Quatre jeunes petits-ducs scops, la plus petite espèce de hibou de France, ont retrouvé leur liberté ce mercredi 5 août à Sainte-Croix, en Aveyron. Après plusieurs semaines de soins et de réhabilitation au Centre régional de sauvegarde de la faune sauvage caussenarde (CRSFSC) de Millau, ces oiseaux ont été relâchés au hameau de La Valette. Tombés prématurément de leurs nids dans l'Aveyron et l'Hérault, ils avaient été recueillis par le centre pour être soignés, nourris et réhabilités avant de regagner leur milieu naturel.
Une méthode de relâcher progressive
Les jeunes oiseaux ont été relâchés selon la méthode dite « au taquet ». Ils ont d'abord été installés dans un nichoir pendant plusieurs jours, où ils ont continué à être nourris. Le nichoir a ensuite été ouvert pour leur permettre d'effectuer leurs premiers vols. La nourriture continue d'y être déposée jusqu'à ce qu'ils deviennent totalement indépendants. Cette approche progressive vise à maximiser leurs chances de survie dans la nature.

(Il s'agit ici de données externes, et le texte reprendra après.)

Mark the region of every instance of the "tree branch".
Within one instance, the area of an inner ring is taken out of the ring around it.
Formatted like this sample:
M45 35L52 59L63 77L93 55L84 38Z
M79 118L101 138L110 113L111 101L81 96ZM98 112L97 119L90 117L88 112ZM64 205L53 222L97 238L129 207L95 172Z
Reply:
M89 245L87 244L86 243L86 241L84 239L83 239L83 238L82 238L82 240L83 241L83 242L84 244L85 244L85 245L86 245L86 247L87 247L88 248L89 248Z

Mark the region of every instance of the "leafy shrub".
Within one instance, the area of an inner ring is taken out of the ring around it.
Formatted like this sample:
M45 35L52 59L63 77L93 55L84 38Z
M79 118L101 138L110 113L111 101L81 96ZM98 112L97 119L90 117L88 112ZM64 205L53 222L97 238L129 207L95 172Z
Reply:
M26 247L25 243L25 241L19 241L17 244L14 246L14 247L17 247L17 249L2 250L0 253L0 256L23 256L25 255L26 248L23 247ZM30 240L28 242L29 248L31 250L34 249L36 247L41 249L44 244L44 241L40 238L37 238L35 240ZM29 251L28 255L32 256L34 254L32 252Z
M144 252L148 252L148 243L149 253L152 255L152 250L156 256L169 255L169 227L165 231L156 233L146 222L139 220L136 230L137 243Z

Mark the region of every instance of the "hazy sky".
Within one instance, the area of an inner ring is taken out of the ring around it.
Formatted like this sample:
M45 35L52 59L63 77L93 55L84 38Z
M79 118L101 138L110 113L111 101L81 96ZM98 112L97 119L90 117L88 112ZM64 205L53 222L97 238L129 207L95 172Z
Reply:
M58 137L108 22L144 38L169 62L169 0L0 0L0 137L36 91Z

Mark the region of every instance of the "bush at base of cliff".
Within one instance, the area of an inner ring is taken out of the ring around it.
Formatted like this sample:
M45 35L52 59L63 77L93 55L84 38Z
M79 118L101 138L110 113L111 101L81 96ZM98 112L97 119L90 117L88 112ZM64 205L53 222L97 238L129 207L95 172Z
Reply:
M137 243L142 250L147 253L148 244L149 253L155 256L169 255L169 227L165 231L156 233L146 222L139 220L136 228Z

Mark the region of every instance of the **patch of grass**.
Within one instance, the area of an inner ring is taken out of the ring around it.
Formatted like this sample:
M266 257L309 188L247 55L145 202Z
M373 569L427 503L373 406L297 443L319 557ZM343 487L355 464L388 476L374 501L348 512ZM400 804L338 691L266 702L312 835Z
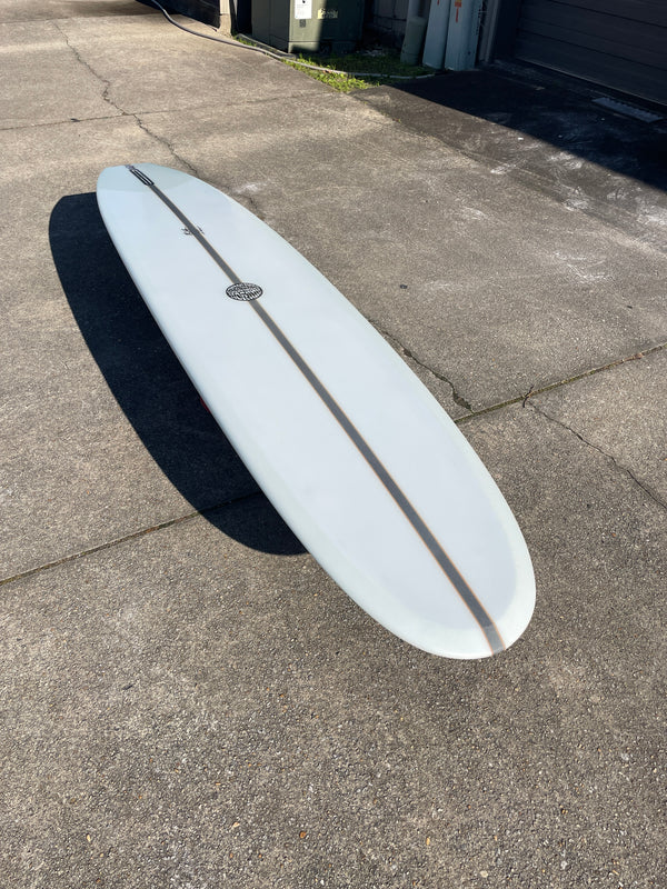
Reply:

Un migrateur au long cours
Le petit-duc scops est un migrateur qui parcourt chaque année plusieurs milliers de kilomètres entre l'Europe et ses quartiers d'hiver en Afrique subsaharienne. Dans quelques semaines, ces quatre jeunes oiseaux entreprendront leur première grande migration, un périple périlleux qui nécessite une condition physique optimale. Grâce aux soins du CRSFSC, ils sont désormais prêts à relever ce défi.

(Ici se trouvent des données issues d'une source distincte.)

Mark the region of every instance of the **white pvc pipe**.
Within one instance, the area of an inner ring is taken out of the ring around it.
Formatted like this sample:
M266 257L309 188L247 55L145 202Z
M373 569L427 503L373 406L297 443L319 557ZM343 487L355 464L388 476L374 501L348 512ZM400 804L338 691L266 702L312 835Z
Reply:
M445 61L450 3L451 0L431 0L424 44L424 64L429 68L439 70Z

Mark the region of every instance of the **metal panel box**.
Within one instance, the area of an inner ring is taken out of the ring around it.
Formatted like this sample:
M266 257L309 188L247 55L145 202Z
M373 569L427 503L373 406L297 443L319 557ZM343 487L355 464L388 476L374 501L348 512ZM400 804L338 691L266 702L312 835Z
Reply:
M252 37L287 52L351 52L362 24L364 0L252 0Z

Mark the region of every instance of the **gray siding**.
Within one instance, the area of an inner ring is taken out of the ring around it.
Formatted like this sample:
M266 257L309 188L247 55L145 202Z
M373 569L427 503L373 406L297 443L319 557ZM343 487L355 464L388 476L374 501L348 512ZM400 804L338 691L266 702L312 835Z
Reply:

Un afflux exceptionnel d'animaux cet été
Depuis le début de l'été, le CRSFSC fait face à une situation particulièrement tendue en raison des fortes chaleurs. Fin juin, jusqu'à 50 animaux ont été accueillis en une seule journée, et plusieurs centaines en seulement quelques jours, un afflux bien supérieur aux capacités habituelles du centre. Face à cette situation exceptionnelle, l'association a été contrainte de fermer temporairement son accueil et de limiter les prises en charge aux cas les plus urgents.
Un bilan déjà lourd
Depuis le début de l'année, le CRSFSC a déjà accueilli plus de 400 animaux sauvages en détresse, représentant près de 4 600 heures de travail. Ce chiffre illustre l'ampleur de la mission du centre, qui poursuit ses activités tout l'été malgré les difficultés. Pour continuer à sauver la faune sauvage, le centre recherche toujours des soutiens, qu'il s'agisse de dons financiers, de matériel, de nourriture adaptée ou de toute autre aide utile à son fonctionnement quotidien.
Un appel à la solidarité
Le CRSFSC lance un appel à la générosité du public pour faire face à cet afflux exceptionnel. Chaque don, qu'il soit financier ou en nature, contribue à la survie des animaux pris en charge. Les bénévoles et les soigneurs du centre travaillent sans relâche pour offrir une seconde chance à ces créatures vulnérables. La libération de ces quatre petits-ducs scops est une victoire, mais elle ne doit pas faire oublier les nombreux autres animaux qui ont encore besoin d'aide.